Interstellar is the Nolan version of a doom and gloom story.
The movie tackles a topical subject that looms over mankind in real life – the death knell of earth’s ecology. Here, in 2067, that finally happens – crops are dying and a second dustbowl threatens mankind’s survival. Worse, fake news has become mainstream and younger generations are taught fake history.
Professor John Brand (Micheal Caine) has developed two plans, which include finding and colonizing a habitable planet. Former NASA pilot Joseph Cooper (Matthew McConaughey) takes the mission, while the other plan is still being solved.
The off-kilter cinematography, effective sound design and beautiful set pieces provide great visuals.
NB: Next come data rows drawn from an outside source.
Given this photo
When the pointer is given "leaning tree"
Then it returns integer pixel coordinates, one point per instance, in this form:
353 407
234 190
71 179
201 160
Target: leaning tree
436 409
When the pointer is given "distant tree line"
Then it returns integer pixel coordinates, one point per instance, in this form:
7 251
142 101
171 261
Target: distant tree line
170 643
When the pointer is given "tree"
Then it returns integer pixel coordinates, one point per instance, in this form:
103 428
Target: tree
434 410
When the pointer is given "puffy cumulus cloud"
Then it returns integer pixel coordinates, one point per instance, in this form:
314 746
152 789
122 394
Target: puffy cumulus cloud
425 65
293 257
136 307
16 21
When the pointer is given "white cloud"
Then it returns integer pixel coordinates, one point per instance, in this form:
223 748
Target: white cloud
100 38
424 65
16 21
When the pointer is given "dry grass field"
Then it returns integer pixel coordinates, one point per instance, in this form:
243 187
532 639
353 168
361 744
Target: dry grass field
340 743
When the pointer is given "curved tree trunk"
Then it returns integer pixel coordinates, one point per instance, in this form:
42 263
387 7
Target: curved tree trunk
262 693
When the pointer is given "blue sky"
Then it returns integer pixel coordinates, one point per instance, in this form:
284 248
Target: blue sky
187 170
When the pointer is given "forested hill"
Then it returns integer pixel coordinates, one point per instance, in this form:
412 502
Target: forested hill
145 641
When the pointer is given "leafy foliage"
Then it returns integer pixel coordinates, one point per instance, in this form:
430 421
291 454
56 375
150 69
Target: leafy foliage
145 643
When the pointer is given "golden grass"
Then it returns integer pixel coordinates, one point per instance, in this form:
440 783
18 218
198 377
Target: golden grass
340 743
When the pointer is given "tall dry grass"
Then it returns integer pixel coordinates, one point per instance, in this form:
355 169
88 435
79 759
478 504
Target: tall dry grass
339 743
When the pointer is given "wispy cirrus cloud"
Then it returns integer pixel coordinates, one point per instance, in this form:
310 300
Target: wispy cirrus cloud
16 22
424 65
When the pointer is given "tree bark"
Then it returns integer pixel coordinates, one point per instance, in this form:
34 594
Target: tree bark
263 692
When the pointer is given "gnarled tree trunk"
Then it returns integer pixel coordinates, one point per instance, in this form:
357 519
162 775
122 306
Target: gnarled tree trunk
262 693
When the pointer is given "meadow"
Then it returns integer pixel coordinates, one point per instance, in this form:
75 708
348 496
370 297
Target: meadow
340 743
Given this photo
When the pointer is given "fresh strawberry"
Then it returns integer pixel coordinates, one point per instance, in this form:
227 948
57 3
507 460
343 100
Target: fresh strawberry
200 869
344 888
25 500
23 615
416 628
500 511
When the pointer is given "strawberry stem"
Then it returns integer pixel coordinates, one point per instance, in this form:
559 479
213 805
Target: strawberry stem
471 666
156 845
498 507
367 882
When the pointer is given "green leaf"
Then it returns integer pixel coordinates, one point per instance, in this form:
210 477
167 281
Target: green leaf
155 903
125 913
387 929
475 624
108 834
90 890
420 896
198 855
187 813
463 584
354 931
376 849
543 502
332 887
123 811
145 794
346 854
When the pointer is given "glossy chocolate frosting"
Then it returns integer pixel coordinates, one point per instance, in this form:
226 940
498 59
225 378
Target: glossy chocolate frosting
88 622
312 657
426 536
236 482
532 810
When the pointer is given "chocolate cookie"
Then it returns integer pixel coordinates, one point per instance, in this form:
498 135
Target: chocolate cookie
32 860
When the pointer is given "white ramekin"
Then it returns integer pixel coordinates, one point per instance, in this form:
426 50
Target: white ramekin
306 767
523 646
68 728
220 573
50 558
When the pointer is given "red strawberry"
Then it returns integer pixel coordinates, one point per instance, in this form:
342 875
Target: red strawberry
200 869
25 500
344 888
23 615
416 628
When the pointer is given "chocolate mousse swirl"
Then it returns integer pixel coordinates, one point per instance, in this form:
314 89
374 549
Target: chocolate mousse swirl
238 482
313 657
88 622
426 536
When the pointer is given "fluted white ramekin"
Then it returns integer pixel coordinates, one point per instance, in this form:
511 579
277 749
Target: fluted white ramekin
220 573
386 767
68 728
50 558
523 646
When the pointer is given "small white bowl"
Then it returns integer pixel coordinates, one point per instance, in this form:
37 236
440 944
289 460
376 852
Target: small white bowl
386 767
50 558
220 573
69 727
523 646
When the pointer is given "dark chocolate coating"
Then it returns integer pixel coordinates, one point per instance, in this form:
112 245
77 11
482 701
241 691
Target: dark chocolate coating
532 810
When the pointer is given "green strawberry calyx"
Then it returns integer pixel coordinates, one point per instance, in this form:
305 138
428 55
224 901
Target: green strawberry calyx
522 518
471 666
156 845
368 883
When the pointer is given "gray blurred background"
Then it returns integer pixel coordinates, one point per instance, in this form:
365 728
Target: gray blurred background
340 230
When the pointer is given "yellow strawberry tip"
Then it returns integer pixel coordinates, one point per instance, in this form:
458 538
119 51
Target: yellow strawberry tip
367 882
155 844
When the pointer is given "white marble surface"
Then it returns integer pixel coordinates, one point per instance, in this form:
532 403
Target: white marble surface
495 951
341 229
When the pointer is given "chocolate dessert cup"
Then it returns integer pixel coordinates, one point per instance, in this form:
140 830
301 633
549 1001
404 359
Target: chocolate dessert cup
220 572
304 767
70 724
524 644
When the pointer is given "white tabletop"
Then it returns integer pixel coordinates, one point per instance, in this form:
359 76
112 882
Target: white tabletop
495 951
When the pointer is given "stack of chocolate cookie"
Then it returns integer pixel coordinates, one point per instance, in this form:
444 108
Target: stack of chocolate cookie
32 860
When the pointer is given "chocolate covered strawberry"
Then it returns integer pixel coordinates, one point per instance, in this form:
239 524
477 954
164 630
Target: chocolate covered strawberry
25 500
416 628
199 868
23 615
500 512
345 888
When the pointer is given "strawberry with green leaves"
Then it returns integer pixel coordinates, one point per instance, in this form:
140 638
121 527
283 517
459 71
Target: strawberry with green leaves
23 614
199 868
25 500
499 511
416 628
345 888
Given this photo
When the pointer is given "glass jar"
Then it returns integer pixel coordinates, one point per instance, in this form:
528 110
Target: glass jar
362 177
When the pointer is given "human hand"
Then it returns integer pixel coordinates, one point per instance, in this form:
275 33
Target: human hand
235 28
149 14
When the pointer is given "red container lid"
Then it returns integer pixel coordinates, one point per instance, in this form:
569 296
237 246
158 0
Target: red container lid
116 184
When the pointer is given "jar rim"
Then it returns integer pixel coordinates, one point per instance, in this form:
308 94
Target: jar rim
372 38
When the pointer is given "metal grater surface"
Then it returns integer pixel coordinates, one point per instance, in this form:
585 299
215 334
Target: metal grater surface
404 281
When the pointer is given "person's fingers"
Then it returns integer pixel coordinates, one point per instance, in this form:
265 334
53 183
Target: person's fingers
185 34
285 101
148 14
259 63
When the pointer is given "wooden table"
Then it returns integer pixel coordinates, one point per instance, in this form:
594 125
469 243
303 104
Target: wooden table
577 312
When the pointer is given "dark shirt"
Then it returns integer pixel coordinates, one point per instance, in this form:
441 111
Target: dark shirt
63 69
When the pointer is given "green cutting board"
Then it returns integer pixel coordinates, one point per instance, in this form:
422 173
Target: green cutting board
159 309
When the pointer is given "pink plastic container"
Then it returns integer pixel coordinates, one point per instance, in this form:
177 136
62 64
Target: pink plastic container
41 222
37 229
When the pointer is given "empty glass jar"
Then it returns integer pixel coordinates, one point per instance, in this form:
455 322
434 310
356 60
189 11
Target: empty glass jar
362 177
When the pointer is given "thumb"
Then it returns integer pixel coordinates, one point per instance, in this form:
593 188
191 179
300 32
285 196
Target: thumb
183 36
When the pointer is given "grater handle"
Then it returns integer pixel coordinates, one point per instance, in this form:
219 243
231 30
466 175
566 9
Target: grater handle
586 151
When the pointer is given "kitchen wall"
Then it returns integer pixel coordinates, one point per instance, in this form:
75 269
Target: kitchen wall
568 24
It is reminiscent of 2001: Space Odyssey but creates a pervading sense of underlying dread. It’s attention to the mechanics of space travel and dwarfed shots of the spaceship solidifies this experience, while making you invested in the journey.
Everything else, however, is clunky and ill-conceived.
Interstellar stretches its own logic of science to accommodate its mawkish sentiments about human emotions. It uses a father-daughter story to solve the puzzle at the center of its story with heavy-handed results.
This can be summarized in one scene where scientist and astronaut Amelia Brand (Anne Hathaway) explains how love transcends space and time so she must use her emotions to make a logical decision.
The supporting cast is given thankless roles that are merely there for exposition and to reiterate space jargon. The actors at least, turn in moving performances to compensate for this.
Things go further south when Nolan does a Shyamalan plot twist.
Interstellar demonstrated some scientifically plausible ideas thanks to Kip Thorne in the 2nd act. But it also expects viewers to believe that love conquers all – including spacetime – in what is obviously a nonsensical 3rd act.
Nolan tries to show the endurance of man in a long-drawn-out journey with New Age mumbo jumbo.
In fairness, this doesn’t take away from the entertainment value of the film as long as you ignore the science. Interstellar is a well-acted story of determination and a stunning fictional foray into space exploration.
Interstellar is not as smart as it thinks, but it's stunning imagery, effective sound design, and moving performances make it a great cinematic experience.